On 2010-07-03, at 17:43 , Peter Ehlers wrote:

> 
> On 2010-07-03 0:05, Godfrey van der Linden wrote:
>> G'day, All.
>> 
>> I have been trying to trackdown a problem in my R analysis script. I perform a scale() operation on a matrix then do further work.
>> 
>> Is there any way of inverting the scale() such that
>>     sX<- scale(X)
>>     Xprime<- inv.scale(x); 	# does inv.scale exist?
>> 
>> resulting in Xprime_{ij} == X_{ij} where Xprime_{ij} \in R
>> 
>> There must be some way of doing it but I'm such a newb that I haven't been able to find it.
>> 
>> Thanks
>> 
>> Godfrey
>> 
> 
> If your sX hasn't lost the "scaled:center" and
> "scaled:scale" attributes that it got from the
> scale() operation, then you can just reverse
> the scaling procedure using those. Multiply
> columns by the "scale" attribute, then add the
> "center" attribute. Something like:
> 
> MN <- attr(sx, "scaled:center")
> SD <- attr(sx, "scaled:scale")
> Xprime <- t(apply(sx, 1, function(x){x * SD + MN}))
> 
> If the attributes have been lost by your further
> work, then I'm afraid you're out of luck.
> 
>  -Peter Ehlers

Thanks for this, I had forgotten the transpose function existed. I did maintain the attributes, though I was surprised how many times I had to move them manually in my script.

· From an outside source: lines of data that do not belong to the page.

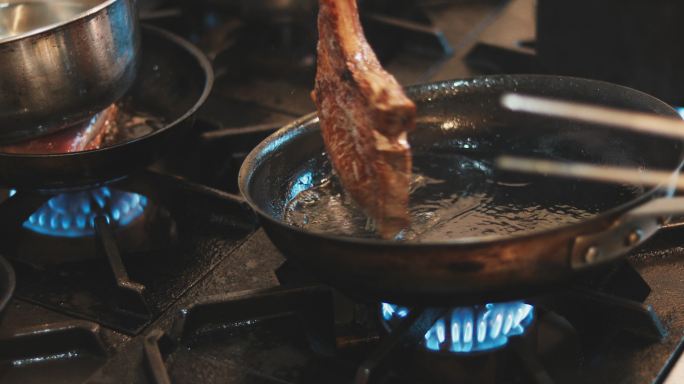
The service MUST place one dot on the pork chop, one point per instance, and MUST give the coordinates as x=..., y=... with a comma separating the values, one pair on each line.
x=365, y=117
x=84, y=136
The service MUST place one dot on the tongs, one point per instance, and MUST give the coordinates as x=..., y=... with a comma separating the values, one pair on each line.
x=610, y=117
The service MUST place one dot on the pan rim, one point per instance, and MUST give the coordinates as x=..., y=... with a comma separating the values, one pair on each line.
x=204, y=63
x=103, y=4
x=308, y=122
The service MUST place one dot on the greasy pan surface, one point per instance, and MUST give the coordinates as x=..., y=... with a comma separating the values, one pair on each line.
x=173, y=81
x=466, y=269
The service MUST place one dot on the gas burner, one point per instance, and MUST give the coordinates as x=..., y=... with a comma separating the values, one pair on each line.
x=73, y=214
x=470, y=329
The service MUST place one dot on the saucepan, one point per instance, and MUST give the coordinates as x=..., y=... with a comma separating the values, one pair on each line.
x=173, y=82
x=63, y=61
x=507, y=247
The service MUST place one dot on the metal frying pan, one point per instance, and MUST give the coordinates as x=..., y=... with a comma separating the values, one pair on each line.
x=466, y=117
x=173, y=81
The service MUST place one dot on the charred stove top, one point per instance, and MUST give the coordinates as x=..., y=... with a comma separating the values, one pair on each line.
x=164, y=277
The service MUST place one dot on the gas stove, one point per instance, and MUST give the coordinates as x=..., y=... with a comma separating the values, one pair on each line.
x=165, y=276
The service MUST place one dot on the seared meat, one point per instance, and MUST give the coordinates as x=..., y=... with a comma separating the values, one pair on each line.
x=83, y=137
x=364, y=116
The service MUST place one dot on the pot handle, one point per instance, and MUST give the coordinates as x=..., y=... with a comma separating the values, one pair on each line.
x=628, y=231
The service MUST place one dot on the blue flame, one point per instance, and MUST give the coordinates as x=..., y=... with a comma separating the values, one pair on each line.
x=73, y=214
x=471, y=329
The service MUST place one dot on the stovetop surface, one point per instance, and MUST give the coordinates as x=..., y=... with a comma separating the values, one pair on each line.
x=223, y=254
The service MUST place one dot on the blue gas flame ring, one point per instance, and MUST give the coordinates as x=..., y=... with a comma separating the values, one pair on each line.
x=471, y=329
x=73, y=214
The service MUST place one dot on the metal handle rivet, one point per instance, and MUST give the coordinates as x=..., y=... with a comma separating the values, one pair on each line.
x=633, y=238
x=592, y=255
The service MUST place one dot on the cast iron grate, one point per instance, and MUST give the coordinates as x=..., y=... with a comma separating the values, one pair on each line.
x=122, y=288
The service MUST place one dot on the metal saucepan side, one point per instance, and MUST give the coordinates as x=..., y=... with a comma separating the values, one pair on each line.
x=63, y=61
x=7, y=283
x=475, y=270
x=174, y=80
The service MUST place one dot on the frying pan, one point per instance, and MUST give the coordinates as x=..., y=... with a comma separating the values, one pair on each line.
x=173, y=81
x=467, y=117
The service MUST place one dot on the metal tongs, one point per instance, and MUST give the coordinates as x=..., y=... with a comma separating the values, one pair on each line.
x=611, y=117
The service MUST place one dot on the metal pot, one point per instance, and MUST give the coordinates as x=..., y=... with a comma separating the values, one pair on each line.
x=62, y=61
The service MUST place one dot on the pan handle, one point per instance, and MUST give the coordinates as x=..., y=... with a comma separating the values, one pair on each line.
x=627, y=232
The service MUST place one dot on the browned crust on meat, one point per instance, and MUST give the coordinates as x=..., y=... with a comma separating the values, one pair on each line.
x=365, y=117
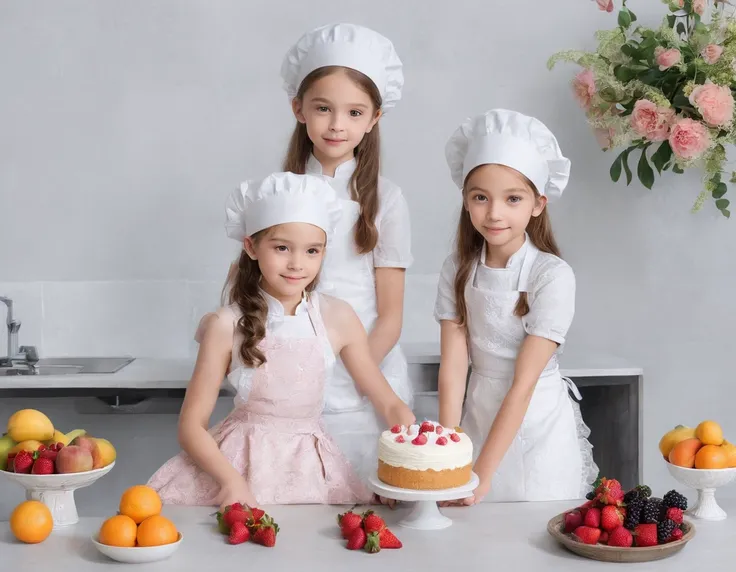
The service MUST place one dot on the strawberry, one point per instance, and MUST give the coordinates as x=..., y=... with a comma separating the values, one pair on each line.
x=372, y=522
x=239, y=533
x=674, y=513
x=588, y=534
x=620, y=537
x=43, y=466
x=611, y=518
x=348, y=522
x=356, y=540
x=610, y=492
x=645, y=535
x=592, y=518
x=265, y=532
x=377, y=541
x=23, y=462
x=573, y=519
x=426, y=427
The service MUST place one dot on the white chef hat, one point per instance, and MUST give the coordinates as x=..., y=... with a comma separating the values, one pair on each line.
x=349, y=46
x=278, y=199
x=512, y=139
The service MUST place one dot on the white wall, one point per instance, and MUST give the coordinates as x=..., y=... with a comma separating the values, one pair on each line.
x=125, y=125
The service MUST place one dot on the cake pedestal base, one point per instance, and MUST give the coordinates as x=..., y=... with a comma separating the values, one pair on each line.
x=425, y=515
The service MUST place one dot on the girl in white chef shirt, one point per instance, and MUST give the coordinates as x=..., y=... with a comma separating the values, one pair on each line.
x=340, y=79
x=506, y=300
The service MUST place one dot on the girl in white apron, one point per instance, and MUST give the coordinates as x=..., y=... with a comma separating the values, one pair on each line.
x=340, y=79
x=505, y=302
x=276, y=340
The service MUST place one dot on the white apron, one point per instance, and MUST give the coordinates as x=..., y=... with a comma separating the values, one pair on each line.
x=349, y=417
x=545, y=460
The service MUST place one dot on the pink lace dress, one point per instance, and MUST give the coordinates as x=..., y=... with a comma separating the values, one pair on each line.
x=274, y=437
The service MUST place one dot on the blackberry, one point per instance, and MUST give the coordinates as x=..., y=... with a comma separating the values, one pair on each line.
x=654, y=511
x=665, y=529
x=633, y=513
x=644, y=491
x=675, y=499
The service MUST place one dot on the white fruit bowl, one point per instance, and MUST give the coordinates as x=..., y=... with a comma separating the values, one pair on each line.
x=57, y=491
x=138, y=554
x=705, y=481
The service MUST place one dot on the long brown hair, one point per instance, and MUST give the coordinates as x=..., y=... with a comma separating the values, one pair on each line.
x=243, y=288
x=364, y=181
x=470, y=243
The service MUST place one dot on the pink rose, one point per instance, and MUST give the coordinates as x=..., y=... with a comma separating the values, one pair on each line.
x=650, y=121
x=583, y=86
x=714, y=102
x=711, y=53
x=666, y=58
x=689, y=138
x=605, y=5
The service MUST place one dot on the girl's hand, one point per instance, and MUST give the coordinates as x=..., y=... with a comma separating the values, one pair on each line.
x=234, y=491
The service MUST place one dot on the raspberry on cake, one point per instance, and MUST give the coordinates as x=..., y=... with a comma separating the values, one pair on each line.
x=425, y=457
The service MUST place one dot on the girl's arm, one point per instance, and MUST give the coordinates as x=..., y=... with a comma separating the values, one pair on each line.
x=352, y=345
x=390, y=306
x=199, y=402
x=453, y=372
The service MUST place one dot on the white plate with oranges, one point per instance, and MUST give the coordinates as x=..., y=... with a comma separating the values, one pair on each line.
x=138, y=533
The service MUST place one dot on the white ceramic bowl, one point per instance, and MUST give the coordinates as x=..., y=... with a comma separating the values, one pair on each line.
x=705, y=481
x=57, y=491
x=139, y=554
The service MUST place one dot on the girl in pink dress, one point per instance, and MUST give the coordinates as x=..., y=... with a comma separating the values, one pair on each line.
x=276, y=342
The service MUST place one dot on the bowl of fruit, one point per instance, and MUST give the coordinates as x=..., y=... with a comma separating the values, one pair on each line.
x=139, y=532
x=614, y=526
x=701, y=459
x=50, y=464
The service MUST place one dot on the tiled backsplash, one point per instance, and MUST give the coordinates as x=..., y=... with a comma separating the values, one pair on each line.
x=150, y=318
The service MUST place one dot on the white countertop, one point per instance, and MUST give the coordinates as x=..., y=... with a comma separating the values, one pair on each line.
x=500, y=537
x=152, y=373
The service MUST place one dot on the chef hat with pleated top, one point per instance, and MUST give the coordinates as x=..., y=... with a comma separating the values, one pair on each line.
x=350, y=46
x=512, y=139
x=278, y=199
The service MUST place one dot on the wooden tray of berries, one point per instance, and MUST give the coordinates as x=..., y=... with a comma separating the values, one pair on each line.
x=599, y=529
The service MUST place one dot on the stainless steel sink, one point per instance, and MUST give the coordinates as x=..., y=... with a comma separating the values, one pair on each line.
x=68, y=365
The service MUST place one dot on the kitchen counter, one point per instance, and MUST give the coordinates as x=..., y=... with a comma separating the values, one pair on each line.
x=502, y=537
x=152, y=373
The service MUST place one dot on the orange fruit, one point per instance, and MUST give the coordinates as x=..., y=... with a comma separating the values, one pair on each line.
x=119, y=530
x=711, y=457
x=709, y=433
x=157, y=530
x=140, y=502
x=683, y=454
x=31, y=522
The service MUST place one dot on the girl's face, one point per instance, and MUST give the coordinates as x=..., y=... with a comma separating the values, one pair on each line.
x=337, y=113
x=289, y=256
x=501, y=203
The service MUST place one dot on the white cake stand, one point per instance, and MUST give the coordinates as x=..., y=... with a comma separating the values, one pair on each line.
x=426, y=514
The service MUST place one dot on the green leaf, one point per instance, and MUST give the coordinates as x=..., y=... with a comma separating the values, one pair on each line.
x=624, y=18
x=720, y=190
x=615, y=170
x=625, y=163
x=644, y=170
x=662, y=156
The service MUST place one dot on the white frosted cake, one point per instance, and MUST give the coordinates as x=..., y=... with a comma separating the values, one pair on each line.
x=425, y=457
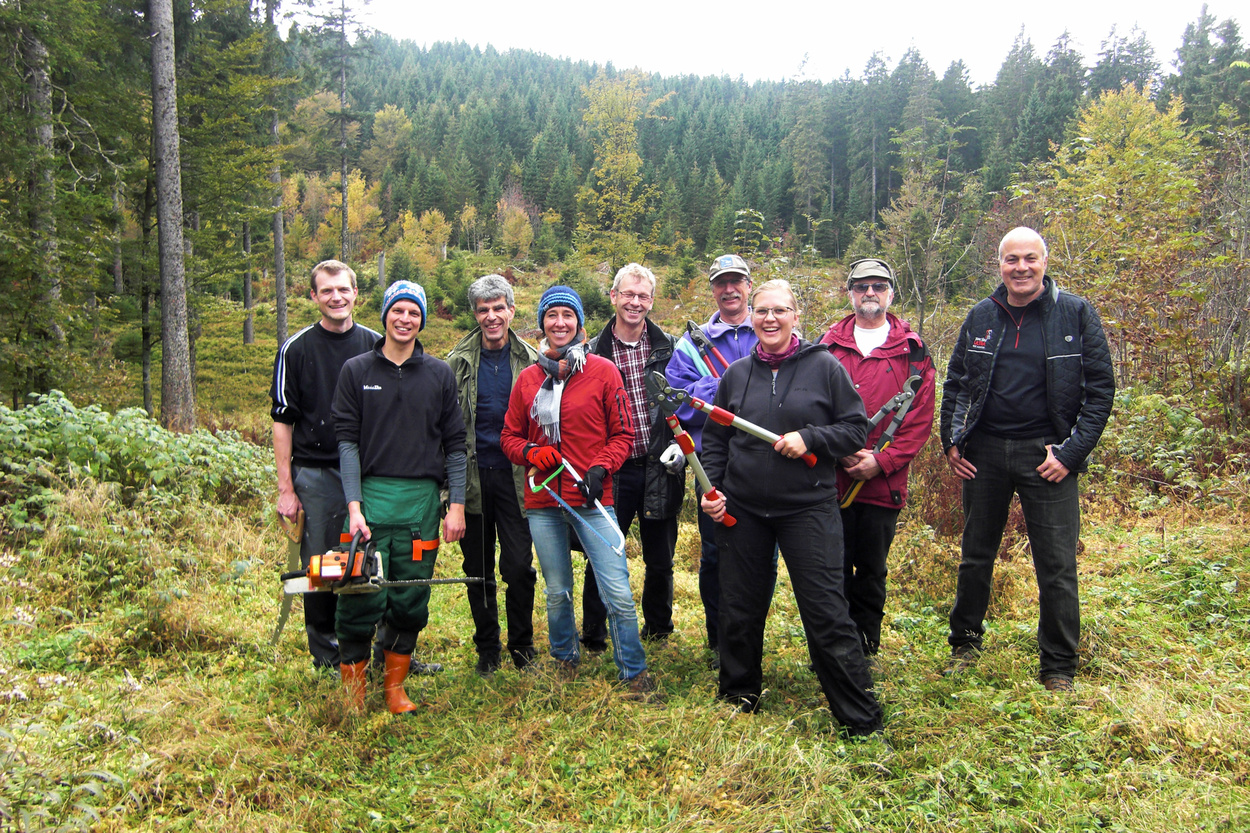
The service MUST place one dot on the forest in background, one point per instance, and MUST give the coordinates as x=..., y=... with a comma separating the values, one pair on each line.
x=338, y=141
x=138, y=688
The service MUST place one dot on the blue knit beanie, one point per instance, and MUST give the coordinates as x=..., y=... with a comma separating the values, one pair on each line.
x=406, y=290
x=561, y=297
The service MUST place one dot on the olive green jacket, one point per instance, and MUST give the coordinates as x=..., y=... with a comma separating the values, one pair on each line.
x=464, y=359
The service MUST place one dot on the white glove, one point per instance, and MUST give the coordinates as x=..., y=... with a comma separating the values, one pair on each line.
x=673, y=459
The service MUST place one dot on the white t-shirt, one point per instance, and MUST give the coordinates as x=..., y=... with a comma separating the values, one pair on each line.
x=868, y=340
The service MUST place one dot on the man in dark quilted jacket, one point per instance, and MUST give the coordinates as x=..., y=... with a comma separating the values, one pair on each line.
x=1026, y=397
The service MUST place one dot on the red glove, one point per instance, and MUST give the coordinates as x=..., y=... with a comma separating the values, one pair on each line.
x=543, y=457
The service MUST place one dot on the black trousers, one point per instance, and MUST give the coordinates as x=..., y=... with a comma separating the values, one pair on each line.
x=868, y=532
x=500, y=520
x=659, y=538
x=811, y=545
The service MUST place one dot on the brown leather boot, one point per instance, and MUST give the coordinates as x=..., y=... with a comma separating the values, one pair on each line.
x=393, y=683
x=354, y=683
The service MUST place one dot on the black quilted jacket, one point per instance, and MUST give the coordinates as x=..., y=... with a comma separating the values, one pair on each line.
x=1080, y=383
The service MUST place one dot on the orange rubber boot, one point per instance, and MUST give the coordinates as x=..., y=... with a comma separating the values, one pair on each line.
x=393, y=683
x=354, y=683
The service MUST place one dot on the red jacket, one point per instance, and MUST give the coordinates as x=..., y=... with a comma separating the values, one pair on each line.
x=878, y=377
x=595, y=428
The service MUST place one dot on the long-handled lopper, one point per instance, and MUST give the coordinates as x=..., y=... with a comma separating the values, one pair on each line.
x=619, y=548
x=719, y=415
x=706, y=349
x=899, y=405
x=686, y=443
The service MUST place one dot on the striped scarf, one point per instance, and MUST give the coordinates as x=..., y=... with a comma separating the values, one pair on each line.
x=559, y=364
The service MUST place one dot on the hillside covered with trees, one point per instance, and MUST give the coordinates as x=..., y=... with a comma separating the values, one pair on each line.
x=336, y=141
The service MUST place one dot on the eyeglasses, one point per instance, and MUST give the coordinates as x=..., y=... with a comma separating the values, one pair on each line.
x=879, y=288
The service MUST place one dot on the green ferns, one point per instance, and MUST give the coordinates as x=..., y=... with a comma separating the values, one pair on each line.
x=53, y=443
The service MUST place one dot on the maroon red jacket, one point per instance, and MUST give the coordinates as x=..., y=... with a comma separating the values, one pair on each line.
x=878, y=377
x=595, y=428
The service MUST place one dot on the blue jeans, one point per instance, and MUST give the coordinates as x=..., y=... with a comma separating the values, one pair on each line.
x=549, y=528
x=1051, y=513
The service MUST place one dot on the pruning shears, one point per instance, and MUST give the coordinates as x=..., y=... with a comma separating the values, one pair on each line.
x=706, y=349
x=685, y=442
x=619, y=548
x=899, y=405
x=670, y=398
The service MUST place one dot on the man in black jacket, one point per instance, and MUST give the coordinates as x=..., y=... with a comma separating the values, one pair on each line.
x=651, y=483
x=305, y=449
x=1028, y=393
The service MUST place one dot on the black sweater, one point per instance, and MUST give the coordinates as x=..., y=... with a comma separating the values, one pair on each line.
x=813, y=394
x=405, y=419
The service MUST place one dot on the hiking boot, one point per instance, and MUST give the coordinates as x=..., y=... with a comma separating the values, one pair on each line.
x=1059, y=683
x=961, y=658
x=641, y=688
x=415, y=667
x=486, y=664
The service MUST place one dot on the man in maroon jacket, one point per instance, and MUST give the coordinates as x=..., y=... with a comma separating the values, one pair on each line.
x=881, y=354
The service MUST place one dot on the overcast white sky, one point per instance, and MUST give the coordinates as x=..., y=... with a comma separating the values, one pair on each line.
x=768, y=40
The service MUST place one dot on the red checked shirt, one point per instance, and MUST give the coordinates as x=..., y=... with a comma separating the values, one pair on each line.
x=631, y=362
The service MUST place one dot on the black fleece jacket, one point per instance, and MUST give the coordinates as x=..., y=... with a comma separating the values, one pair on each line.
x=1080, y=380
x=811, y=394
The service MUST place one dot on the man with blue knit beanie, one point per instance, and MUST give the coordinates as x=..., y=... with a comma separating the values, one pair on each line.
x=391, y=479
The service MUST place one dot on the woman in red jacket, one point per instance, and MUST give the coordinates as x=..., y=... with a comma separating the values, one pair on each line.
x=573, y=405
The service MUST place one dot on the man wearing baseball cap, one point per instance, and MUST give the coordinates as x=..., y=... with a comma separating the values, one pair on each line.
x=729, y=330
x=880, y=353
x=400, y=435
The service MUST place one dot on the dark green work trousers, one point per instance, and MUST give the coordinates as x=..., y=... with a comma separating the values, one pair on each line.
x=403, y=517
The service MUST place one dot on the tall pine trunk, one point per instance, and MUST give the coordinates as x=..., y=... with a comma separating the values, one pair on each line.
x=178, y=398
x=343, y=124
x=248, y=334
x=279, y=244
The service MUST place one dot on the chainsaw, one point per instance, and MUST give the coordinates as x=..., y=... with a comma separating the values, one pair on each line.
x=350, y=569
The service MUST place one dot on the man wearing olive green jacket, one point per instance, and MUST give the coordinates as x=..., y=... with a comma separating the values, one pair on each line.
x=486, y=363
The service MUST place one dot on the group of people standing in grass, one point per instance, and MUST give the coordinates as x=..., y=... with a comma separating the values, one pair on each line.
x=564, y=447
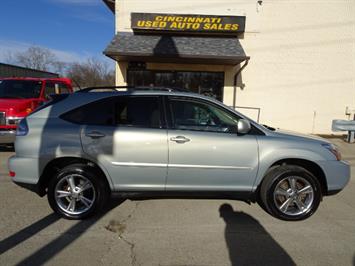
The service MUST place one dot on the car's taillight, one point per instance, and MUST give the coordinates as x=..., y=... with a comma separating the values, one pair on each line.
x=22, y=128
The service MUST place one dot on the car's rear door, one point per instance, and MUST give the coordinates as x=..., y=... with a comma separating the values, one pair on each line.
x=126, y=135
x=205, y=153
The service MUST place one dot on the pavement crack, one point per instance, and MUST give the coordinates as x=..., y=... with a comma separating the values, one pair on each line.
x=119, y=227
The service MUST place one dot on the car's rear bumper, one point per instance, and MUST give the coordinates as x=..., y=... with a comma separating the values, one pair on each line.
x=337, y=175
x=7, y=136
x=26, y=172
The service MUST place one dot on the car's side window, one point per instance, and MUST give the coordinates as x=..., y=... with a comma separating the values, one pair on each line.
x=100, y=113
x=138, y=111
x=200, y=116
x=63, y=88
x=132, y=111
x=49, y=89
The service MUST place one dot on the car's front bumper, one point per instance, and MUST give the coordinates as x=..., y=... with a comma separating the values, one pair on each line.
x=337, y=175
x=7, y=136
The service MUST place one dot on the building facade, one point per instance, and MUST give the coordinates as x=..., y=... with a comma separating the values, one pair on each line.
x=289, y=64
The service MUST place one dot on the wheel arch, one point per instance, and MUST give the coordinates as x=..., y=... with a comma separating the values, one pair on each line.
x=56, y=164
x=310, y=166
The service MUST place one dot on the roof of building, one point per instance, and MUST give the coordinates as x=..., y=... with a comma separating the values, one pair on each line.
x=110, y=4
x=165, y=48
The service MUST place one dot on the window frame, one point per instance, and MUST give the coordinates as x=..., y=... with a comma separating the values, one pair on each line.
x=253, y=131
x=113, y=100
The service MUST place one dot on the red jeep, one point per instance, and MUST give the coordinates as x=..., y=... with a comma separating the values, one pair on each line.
x=20, y=96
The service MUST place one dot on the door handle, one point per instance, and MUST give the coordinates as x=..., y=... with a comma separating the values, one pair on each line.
x=95, y=134
x=180, y=139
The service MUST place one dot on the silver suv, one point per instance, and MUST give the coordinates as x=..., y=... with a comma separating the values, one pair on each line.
x=79, y=149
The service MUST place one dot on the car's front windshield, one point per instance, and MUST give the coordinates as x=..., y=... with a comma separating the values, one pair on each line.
x=20, y=89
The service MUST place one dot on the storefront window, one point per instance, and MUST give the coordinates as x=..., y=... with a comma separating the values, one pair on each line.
x=206, y=83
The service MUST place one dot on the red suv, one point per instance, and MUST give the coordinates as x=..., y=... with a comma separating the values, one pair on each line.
x=20, y=96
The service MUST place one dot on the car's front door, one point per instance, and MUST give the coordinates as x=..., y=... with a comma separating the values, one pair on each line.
x=205, y=152
x=130, y=142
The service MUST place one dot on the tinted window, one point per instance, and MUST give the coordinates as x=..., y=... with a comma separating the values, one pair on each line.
x=49, y=89
x=121, y=111
x=20, y=89
x=138, y=111
x=193, y=115
x=63, y=88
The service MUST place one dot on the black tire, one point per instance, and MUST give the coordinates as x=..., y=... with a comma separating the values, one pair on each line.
x=276, y=178
x=98, y=190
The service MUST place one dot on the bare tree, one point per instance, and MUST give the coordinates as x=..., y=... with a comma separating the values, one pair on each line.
x=92, y=72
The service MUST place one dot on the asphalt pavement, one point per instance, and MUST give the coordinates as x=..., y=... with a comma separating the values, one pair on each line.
x=175, y=231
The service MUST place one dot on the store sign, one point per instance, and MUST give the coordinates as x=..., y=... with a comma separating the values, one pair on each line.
x=187, y=23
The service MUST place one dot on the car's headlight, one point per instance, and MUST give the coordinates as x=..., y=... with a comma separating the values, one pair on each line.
x=333, y=149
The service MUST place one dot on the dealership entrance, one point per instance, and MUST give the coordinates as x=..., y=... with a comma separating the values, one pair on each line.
x=207, y=83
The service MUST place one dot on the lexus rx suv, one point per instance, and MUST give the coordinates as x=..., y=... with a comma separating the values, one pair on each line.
x=81, y=148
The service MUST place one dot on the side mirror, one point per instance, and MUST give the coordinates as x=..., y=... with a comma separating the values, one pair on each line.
x=243, y=126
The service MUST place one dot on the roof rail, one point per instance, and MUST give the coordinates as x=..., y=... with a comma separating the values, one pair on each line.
x=131, y=88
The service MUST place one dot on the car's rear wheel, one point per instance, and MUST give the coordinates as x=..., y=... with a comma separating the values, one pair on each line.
x=290, y=193
x=77, y=191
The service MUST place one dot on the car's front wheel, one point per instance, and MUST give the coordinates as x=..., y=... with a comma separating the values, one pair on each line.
x=290, y=193
x=77, y=191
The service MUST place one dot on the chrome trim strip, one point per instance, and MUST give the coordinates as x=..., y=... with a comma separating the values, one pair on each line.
x=207, y=166
x=132, y=164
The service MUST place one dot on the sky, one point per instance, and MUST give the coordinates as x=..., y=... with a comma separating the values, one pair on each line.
x=73, y=30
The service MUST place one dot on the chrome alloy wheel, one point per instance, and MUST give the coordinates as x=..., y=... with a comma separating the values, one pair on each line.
x=74, y=194
x=293, y=195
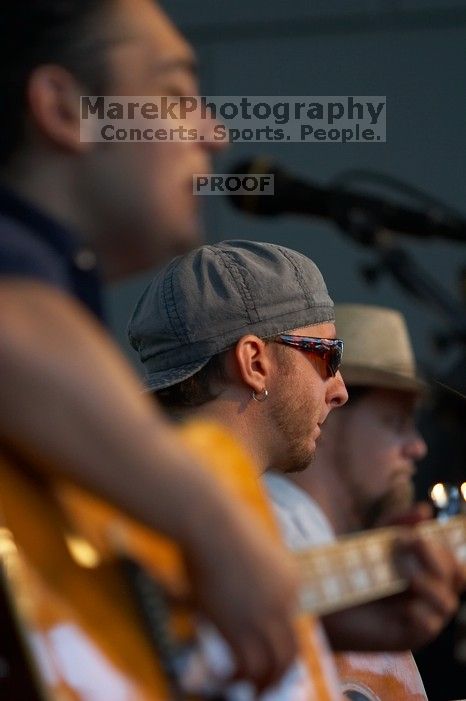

Anyway I also tried a functional programming solution and I'm sort of curious what the differences are? I used rep to build out the SD and MN vectors. Something like this (though I have lost the precise code now and would have to regenerate it)

nr = nrow(sx)
Xprime = sx * rep(SD, each=nr) + rep(MN, each=nr);

Is there any way of determining which approach is more efficient?

Thanks again.

Godfrey